Connecting to a Timeline Server running in a secure cluster with Kerberos
If a Timeline Server runs in a secure cluster with Kerberos and the user runs MR3-UI on a local machine that is not part of the cluster, MR3-UI can retrieve data on DAGs only if the following two requirements are met:
- The user can obtain a valid Kerberos ticket from the KDC server.
- The web browser is configured to establish a secure connection with the Timeline Server.
A failure to meet these requirements usually results in an error message shown below:
Obtaining a Kerberos ticket
In order to obtain a Kerberos ticket, the user should install a Kerberos client on the local machine and configure it.
For example, the user can set the configuration file /etc/krb5.conf
on Linux or C:\ProgramData\MIT\Kerberos5\krb5.ini
on Windows.
In the following example, we communicate with the KDC server at red0
through local port 5001
:
[libdefaults]
renew_lifetime = 7d
forwardable = true
default_realm = RED
ticket_lifetime = 24h
dns_lookup_realm = false
dns_lookup_kdc = false
default_ccache_name = /tmp/krb5cc_%{uid}
[logging]
default = FILE:/var/log/krb5kdc.log
admin_server = FILE:/var/log/kadmind.log
kdc = FILE:/var/log/krb5kdc.log
[realms]
RED = {
admin_server = red0
kdc = localhost:5001
}
Next the user should establish a connection to the KDC server so as to obtain a Kerberos ticket.
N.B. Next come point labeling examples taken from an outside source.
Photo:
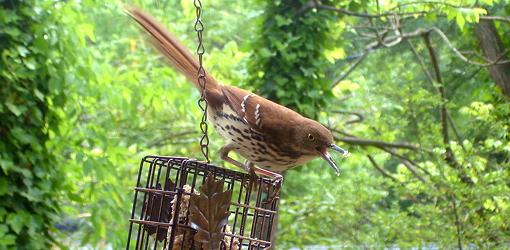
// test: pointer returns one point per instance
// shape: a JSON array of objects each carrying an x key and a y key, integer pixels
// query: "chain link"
[{"x": 202, "y": 102}]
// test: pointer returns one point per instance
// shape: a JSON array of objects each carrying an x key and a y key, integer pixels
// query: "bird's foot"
[{"x": 275, "y": 192}]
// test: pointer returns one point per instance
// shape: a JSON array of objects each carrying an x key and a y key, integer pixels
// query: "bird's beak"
[{"x": 325, "y": 154}]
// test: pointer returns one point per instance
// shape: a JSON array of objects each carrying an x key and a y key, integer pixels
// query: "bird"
[{"x": 272, "y": 138}]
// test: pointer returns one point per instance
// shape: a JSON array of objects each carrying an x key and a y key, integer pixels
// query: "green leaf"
[
  {"x": 23, "y": 51},
  {"x": 460, "y": 20},
  {"x": 13, "y": 108},
  {"x": 18, "y": 220}
]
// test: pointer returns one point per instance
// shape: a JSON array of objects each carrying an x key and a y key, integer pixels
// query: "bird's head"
[{"x": 315, "y": 139}]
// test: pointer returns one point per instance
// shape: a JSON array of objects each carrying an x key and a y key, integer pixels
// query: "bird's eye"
[{"x": 310, "y": 137}]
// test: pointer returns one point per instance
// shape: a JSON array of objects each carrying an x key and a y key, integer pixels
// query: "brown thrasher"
[{"x": 271, "y": 137}]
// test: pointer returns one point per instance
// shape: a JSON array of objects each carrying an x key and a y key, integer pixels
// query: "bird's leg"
[
  {"x": 277, "y": 182},
  {"x": 253, "y": 170},
  {"x": 224, "y": 156}
]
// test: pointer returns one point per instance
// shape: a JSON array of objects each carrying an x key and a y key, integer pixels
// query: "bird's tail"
[{"x": 176, "y": 53}]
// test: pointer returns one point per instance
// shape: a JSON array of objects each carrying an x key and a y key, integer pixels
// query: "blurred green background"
[{"x": 84, "y": 97}]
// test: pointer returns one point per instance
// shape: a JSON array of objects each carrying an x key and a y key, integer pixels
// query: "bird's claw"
[{"x": 277, "y": 186}]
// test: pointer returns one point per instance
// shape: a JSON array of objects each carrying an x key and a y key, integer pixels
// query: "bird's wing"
[{"x": 262, "y": 115}]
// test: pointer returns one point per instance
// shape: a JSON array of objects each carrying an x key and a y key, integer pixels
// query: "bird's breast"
[{"x": 253, "y": 145}]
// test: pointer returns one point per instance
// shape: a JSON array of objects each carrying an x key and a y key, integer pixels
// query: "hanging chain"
[{"x": 202, "y": 102}]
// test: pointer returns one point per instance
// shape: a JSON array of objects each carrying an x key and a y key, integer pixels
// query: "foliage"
[
  {"x": 289, "y": 55},
  {"x": 32, "y": 72}
]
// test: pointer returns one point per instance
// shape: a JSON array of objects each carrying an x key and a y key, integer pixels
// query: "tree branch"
[
  {"x": 319, "y": 5},
  {"x": 352, "y": 140},
  {"x": 359, "y": 116},
  {"x": 342, "y": 76}
]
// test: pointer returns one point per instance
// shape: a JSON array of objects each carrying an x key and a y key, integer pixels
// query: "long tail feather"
[{"x": 176, "y": 53}]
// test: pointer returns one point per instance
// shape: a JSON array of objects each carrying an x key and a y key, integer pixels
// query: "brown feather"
[{"x": 177, "y": 54}]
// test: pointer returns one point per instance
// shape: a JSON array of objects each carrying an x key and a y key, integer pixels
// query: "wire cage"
[{"x": 167, "y": 194}]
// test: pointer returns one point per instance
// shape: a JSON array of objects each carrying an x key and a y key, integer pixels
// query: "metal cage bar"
[{"x": 160, "y": 212}]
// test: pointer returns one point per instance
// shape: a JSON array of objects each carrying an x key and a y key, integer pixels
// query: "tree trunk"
[{"x": 492, "y": 48}]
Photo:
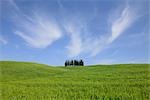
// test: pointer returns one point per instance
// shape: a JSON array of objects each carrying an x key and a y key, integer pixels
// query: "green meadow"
[{"x": 32, "y": 81}]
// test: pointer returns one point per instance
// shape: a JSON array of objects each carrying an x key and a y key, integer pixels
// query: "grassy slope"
[{"x": 21, "y": 80}]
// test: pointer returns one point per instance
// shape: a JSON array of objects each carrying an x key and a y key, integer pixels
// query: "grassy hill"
[{"x": 32, "y": 81}]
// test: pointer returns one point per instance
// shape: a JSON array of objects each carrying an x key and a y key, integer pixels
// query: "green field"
[{"x": 32, "y": 81}]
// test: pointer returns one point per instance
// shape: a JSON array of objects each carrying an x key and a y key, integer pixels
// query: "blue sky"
[{"x": 97, "y": 31}]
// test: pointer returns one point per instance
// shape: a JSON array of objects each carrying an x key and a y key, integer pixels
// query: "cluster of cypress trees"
[{"x": 74, "y": 63}]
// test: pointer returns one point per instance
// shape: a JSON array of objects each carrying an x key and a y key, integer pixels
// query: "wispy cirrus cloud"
[
  {"x": 93, "y": 45},
  {"x": 3, "y": 40},
  {"x": 37, "y": 30},
  {"x": 40, "y": 31}
]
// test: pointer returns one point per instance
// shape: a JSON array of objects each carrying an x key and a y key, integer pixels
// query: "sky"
[{"x": 97, "y": 31}]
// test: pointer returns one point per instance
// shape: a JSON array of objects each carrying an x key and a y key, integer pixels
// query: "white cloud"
[
  {"x": 2, "y": 40},
  {"x": 75, "y": 45},
  {"x": 122, "y": 23},
  {"x": 37, "y": 30},
  {"x": 81, "y": 43}
]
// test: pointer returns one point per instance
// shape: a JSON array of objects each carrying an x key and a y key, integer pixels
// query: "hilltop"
[{"x": 23, "y": 80}]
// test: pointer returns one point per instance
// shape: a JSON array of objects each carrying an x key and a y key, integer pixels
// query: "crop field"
[{"x": 32, "y": 81}]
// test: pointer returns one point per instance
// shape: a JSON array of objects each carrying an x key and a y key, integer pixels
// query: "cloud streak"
[
  {"x": 2, "y": 40},
  {"x": 93, "y": 45},
  {"x": 40, "y": 31},
  {"x": 37, "y": 30}
]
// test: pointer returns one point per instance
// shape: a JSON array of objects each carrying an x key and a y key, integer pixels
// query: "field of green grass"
[{"x": 32, "y": 81}]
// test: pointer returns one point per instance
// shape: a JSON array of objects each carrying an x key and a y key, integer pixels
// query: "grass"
[{"x": 31, "y": 81}]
In the following example, the user connects to the KDC server on red0:88
through local port 5001
via a remote server master1
(on which red0
is directly accessible):
$ ssh -L5001:red0:88 gla@master1
Then the user can obtain a valid Kerberos ticket, e.g., by executing kinit
.
Configuring the web browser
With a valid Kerberos ticket, the user should configure the web browser so that it can establish a secure connection to the Timeline Server.
As an example, we use local port 5000
through which the web browser communicates with the Timeline Server running at red0
via a remote server master1
(on which red0
is directly accessible):
$ ssh -D5000 gla@master1
In Firefox, the user should enable manual proxy configuration with port 5000
:
Then the following two configuration keys should be set to the host running the Timeline Server (in Firefox):
network.negotiate-auth.delegation-uris
network.negotiate-auth.trusted-uris
On Windows, another configuration key network.auth.use-sspi
should be set to false.
Now MR3-UI should run okay.